Conditioned-Source-Separation-LaSAFT
Conditioned-Source-Separation-LaSAFT copied to clipboard
Memory footprint in Google Colab
Thank you so much for this great model ! Wondeful job ! I have just a little question about the memory required for the separation. The model seem use a lot of memory and require to split the audio of a full song (> 1min / 1min30) in Google Colab (free version because no pro version for european users) and resample the audio to from hires (96000Hz) to lowres (44100Hz).
The current jupiter notebook show only process on very short samples (youtube video), I've slightly modify the code to allow using audio from Google Drive but seem to be limited to low resolution / short duration audio file without using splitting/merging audio subprocess. The same limitation of RAM footprint was resolved with Spleeter (Deezer) by a similar method but with some constraints (zero padding to remove in audio) (issue here : https://github.com/deezer/spleeter/issues/391#issuecomment-652202433).
Is someone already do the job?
Hi MaxC2, thanks for the feedback. As you mentioned, you have to resample the input file into 44100Hz audio file. I'll add some code lines for auto resampling later.
, but you don't have to manually split and merge audio sub-process.
When you call the separate_track
function of a pretrained model like
separated = model.separate_track(track.audio, 'vocals')
It automatically splits the given track into several sub-audio (each sub-audio has the same number of samples, and the last sub-audio is zero-padded), separates source for each sub-audio, and merges all the separated outputs to make a final audio file.
Below is the code for this.
def separate_track(self, input_signal, target) -> torch.Tensor:
import numpy as np
self.eval()
with torch.no_grad():
db = SingleTrackSet(input_signal, self.hop_length, self.num_frame)

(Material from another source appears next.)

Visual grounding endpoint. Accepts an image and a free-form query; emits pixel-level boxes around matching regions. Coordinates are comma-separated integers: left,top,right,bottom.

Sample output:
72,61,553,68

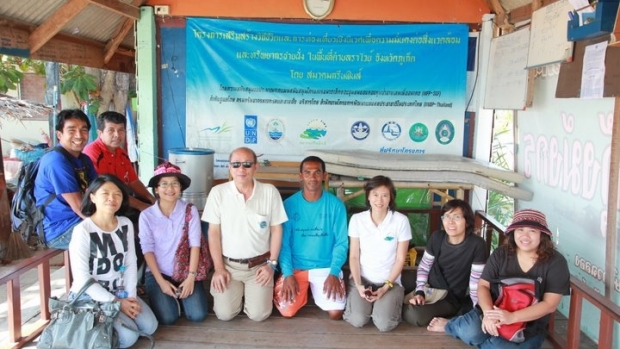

assert target in db.source_names
separated = []
input_condition = np.array(db.source_names.index(target))
input_condition = torch.tensor(input_condition, dtype=torch.long, device=self.device).view(1)
for item in db:
separated.append(self.separate(item.unsqueeze(0).to(self.device), input_condition)[0]
[self.trim_length:-self.trim_length].detach().cpu().numpy())
separated = np.concatenate(separated, axis=0)
import soundfile
soundfile.write('temp.wav', separated, 44100)
return soundfile.read('temp.wav')[0]
The pytorch dataset API SingleTrackSet
automatically splits the given track, in an on-the-fly manner.
After iterating every sub-audio file, separate_track
merges all outputs by separated = np.concatenate(separated, axis=0)
Thank you.
Yes, it's maybe because i've attempt to use to load 96KHz audio with librosa (sr=96000
) before calling separate_track
and get a kick out from Google Colab out of RAM. I have retry with a 44.1KHz cutted at ~1min30. So now, I will test will a full song resampled at the right sample rate. Thank you very much for your support, and once again well done for your great model !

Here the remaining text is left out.